A (com)pressing problem

I have a toddler. I knew I'd signed up for some horrible stuff when we had him: Pooey nappies? Yes. Sleepness nights? Tantrums? Of course. But singing! I never expected so much singing! We sing at his playgroup, we sing watching Cbeebies, we even sing at his swimming club... If you don't like singing it's all rather boringly repetitive. Whether it's "10 green bottles", "5 little speckled frogs", "Row, row, row your boat" or "The wheels on the bus", you end up singing the same things over and over...and over and over again. If only we could cut some of the repetition! That sounds like a job for some computer science.

A key computer science breakthrough that we all rely on is being able to shrink repetitive things down. Whether it's streaming music or movies, sharing photos or just words, if we are to send large amounts of data across the Internet, we need to do it as efficiently as possible. How? The clue is in those children's songs. Like the songs, most data is highly repetitive and we can make use of that. Before sending a file we can look for repetition and shrink it. It's called data compression. By sending less we can do it quickly.

One of the simplest ways to compress data is to look for sequences of repeated things and just replace them with one copy together with the number of times it appears. This is obviously useful for compressing images. At its simplest, a digital image is just a long series of symbols indicating the colours of each pixel. Since colours tend to stick together in images, the same symbols are likely to appear together a lot. Take that beach photo I took on holiday. It has a bright blue sky with only a wisp of cloud. Suppose blue is represented by B and white by W then the top line of pixels might be something like

BBBBBBBBBBBBBBBBWWWWBBBBBBBB

Rather than storing or compressing all those characters, we could instead just send:

16B4W8B

It says there is a run of 16 Bs followed by 4 Ws and then 8 Bs. The original 28 characters have been compressed to only 7 without losing any information at all. This kind of compression is called run-length encoding.

Wonderful.

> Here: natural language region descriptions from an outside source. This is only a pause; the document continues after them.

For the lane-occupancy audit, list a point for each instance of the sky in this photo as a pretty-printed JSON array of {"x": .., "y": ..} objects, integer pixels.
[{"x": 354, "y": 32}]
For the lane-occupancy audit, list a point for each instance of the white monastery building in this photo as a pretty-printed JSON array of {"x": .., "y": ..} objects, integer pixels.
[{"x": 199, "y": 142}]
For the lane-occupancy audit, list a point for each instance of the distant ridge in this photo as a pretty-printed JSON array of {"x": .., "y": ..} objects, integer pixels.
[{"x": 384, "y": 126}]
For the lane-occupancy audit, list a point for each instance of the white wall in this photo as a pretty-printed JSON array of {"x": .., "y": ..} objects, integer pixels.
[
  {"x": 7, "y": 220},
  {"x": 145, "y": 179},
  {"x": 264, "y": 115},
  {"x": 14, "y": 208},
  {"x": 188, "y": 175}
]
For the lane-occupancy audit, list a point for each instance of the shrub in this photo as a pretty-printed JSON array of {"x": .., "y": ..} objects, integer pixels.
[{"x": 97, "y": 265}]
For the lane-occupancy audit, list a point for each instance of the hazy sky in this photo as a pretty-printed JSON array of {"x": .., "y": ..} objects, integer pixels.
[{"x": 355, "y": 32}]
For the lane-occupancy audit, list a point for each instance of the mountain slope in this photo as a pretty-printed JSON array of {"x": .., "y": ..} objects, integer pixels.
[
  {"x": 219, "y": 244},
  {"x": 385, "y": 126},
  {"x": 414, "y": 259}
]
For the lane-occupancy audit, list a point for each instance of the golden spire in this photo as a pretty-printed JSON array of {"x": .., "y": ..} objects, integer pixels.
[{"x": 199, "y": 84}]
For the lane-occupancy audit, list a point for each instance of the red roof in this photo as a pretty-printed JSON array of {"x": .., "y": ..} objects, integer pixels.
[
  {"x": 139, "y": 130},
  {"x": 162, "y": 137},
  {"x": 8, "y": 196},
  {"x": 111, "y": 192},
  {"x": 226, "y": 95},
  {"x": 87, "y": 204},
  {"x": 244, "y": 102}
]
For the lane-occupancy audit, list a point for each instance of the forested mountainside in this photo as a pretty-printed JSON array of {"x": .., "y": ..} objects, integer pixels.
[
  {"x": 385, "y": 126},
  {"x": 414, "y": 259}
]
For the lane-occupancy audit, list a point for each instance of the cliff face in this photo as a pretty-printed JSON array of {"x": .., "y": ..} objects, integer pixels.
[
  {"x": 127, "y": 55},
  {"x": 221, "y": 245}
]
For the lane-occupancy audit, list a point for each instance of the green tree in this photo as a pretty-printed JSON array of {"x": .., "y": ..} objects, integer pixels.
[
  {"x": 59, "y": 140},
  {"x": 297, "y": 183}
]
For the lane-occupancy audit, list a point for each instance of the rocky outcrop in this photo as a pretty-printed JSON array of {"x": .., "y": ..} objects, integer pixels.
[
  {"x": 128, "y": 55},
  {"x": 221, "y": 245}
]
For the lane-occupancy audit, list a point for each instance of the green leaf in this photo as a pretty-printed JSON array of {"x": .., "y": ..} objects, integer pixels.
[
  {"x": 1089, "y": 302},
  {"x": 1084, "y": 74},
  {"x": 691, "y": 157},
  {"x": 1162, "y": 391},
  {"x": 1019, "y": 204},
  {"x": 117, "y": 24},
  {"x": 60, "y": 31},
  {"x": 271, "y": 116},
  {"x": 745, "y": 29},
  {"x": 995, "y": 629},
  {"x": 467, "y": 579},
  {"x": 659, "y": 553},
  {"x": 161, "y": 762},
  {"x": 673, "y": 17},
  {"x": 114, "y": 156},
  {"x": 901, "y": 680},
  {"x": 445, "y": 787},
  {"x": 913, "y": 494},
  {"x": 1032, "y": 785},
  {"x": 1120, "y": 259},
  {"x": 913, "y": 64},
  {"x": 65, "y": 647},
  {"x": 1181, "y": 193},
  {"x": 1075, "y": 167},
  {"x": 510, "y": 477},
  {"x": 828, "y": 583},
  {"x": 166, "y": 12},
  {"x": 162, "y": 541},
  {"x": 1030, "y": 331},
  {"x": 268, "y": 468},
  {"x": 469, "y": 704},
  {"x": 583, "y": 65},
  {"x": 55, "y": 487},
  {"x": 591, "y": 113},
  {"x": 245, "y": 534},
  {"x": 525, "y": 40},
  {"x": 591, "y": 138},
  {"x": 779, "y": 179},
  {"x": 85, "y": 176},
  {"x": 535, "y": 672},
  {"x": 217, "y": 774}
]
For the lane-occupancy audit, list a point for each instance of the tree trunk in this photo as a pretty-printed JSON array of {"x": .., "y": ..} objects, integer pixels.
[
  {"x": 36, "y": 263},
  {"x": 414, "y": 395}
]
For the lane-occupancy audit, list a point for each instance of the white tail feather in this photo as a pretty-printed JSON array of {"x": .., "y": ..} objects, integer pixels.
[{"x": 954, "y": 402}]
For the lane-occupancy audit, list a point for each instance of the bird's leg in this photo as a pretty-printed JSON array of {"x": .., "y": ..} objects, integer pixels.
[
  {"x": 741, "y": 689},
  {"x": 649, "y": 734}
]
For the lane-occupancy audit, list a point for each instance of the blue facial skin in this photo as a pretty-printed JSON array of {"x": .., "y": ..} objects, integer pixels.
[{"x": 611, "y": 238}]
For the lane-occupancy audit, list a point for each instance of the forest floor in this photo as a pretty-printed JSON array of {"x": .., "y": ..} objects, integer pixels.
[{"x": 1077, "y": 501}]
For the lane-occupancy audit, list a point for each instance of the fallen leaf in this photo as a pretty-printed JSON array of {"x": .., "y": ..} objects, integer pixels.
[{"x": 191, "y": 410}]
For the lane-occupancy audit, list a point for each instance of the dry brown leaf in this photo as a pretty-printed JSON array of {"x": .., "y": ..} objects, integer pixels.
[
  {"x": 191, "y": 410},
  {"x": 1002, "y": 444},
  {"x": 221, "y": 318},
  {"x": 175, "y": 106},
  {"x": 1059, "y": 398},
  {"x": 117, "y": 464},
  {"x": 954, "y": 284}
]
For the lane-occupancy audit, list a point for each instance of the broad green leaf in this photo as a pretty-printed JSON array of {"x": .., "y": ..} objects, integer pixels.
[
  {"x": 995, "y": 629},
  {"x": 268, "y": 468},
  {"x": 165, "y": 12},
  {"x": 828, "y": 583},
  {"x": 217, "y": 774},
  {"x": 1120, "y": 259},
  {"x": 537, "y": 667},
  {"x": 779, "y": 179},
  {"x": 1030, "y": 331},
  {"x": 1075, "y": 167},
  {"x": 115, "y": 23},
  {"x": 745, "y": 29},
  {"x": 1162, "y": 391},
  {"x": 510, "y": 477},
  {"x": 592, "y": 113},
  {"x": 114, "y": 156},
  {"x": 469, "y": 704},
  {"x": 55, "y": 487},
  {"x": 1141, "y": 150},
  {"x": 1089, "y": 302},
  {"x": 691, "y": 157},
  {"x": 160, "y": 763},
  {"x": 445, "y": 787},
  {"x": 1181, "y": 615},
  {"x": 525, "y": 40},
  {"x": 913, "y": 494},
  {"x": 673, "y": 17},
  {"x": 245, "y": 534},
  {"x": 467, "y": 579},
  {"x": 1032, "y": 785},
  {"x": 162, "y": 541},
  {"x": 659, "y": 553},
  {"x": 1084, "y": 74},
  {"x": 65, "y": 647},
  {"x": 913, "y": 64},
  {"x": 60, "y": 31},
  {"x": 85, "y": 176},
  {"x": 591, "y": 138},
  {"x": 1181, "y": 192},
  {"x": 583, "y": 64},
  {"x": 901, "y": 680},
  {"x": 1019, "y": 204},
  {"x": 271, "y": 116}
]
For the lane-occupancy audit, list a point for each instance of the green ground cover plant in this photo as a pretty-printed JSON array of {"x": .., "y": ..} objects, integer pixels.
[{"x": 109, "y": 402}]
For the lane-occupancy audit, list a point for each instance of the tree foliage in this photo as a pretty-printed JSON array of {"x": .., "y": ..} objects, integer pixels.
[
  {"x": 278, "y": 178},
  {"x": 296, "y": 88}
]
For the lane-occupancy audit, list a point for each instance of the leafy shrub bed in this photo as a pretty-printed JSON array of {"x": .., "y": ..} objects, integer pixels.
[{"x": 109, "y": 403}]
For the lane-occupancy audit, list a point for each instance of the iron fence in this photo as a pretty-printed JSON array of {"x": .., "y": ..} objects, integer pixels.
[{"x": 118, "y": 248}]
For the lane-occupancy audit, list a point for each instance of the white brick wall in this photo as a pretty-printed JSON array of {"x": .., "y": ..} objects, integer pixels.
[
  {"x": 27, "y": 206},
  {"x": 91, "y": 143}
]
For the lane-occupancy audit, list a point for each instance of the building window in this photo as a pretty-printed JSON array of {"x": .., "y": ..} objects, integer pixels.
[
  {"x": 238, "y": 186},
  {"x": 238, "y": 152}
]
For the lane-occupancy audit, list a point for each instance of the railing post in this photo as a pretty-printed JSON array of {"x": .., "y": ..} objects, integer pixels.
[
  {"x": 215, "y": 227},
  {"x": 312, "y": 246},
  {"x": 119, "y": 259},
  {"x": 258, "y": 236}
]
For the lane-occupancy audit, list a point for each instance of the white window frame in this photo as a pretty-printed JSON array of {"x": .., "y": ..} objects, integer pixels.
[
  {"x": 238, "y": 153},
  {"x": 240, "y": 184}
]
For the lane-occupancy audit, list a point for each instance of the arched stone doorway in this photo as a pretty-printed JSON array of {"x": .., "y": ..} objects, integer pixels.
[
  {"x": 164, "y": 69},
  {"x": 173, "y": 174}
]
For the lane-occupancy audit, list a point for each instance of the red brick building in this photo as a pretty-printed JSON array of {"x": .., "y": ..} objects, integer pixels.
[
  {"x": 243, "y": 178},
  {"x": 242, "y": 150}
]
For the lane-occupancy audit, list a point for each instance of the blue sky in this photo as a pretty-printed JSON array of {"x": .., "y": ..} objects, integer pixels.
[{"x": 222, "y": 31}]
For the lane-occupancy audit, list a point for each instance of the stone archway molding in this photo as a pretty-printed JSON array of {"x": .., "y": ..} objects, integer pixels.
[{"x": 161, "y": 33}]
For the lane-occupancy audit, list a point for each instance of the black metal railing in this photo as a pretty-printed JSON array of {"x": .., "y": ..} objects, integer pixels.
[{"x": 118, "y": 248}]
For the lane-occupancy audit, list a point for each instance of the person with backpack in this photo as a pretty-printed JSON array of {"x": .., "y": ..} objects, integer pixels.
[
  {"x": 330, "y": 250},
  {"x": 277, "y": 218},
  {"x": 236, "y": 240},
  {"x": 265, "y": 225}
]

So lets look what happens when we apply it to a song.

"The wheels on the bus go round and round,
round and round,
round and round.
The wheels on the bus go round and round,
all day long."

The way it works is to first mix all the letters up

Let's look at one very repetitive line for starters:

"round and round"

Applying run-length encoding we get the new version:

1r1o1u1n1d1 1a1n1d1 1r1o1u1n1d

Oh! There's a problem! Even though it is very repetitive, there aren't actually any runs of repeated letters at all. Run-length encoding makes it twice as big not smaller!

The problem is that it is words that are repeated not adjacent characters. We could try and come up with a way to compress based on repeated words, but let's not give up on run-length encoding yet. Maybe we can improve things.

It turns out we can using a method dreamed up by David Wheeler and Mike Burrows. The way it works is, surprisingly, to first mix all the letters up and then compress the result. The idea is to get as many common letters together before we compress so that run-length encoding can work as well as possible. We have to be cunning in the way we do it though as we need to be able to get the original message back.

The way we do it is to rotate the phrase by one letter - that is moving a letter from the front to the end. "round_and_round" becomes "ound_and_roundr" (where we've used underscores to make the spaces visible). We do that over and over, one rotation at a time, until we get back to the original phrase. For round and round that gives us 15 new phrases:

round_and_round
ound_and_roundr
und_and_roundro
nd_and_roundrou
d_and_roundroun
_and_roundround
and_roundround_
nd_roundround_a
d_roundround_an
_roundround_and
roundround_and_
oundround_and_r
undround_and_ro
ndround_and_rou
dround_and_roun

Next we put these into alphabetical order (taking spaces as before 'a' in the "alphabet")

_and_roundround
_roundround_and
and_roundround_
d_and_roundroun
d_roundround_an
dround_and_roun
nd_and_roundrou
nd_roundround_a
ndround_and_rou
ound_and_roundr
oundround_and_r
round_and_round
roundround_and_
und_and_roundro
undround_and_ro

Finally, we take the last letter of each of these to give the new phrase

dd_nnnuaurrd_oo

That is the message we compress using run-length encoding. We end up with

2d1_3n1u1a1u2r1d1_2o

It's better than before though still longer than the original, but let's not worry about that for a moment. Let's worry about whether we can get our original message back given all this shuffling! The answer is yes, as long as you know what the last letter of the original message was. An easy way to do that is just to add a special character at the end of the message, then just rotate, sort and compress it with the rest. You can then reverse each step (maybe you can work out how!)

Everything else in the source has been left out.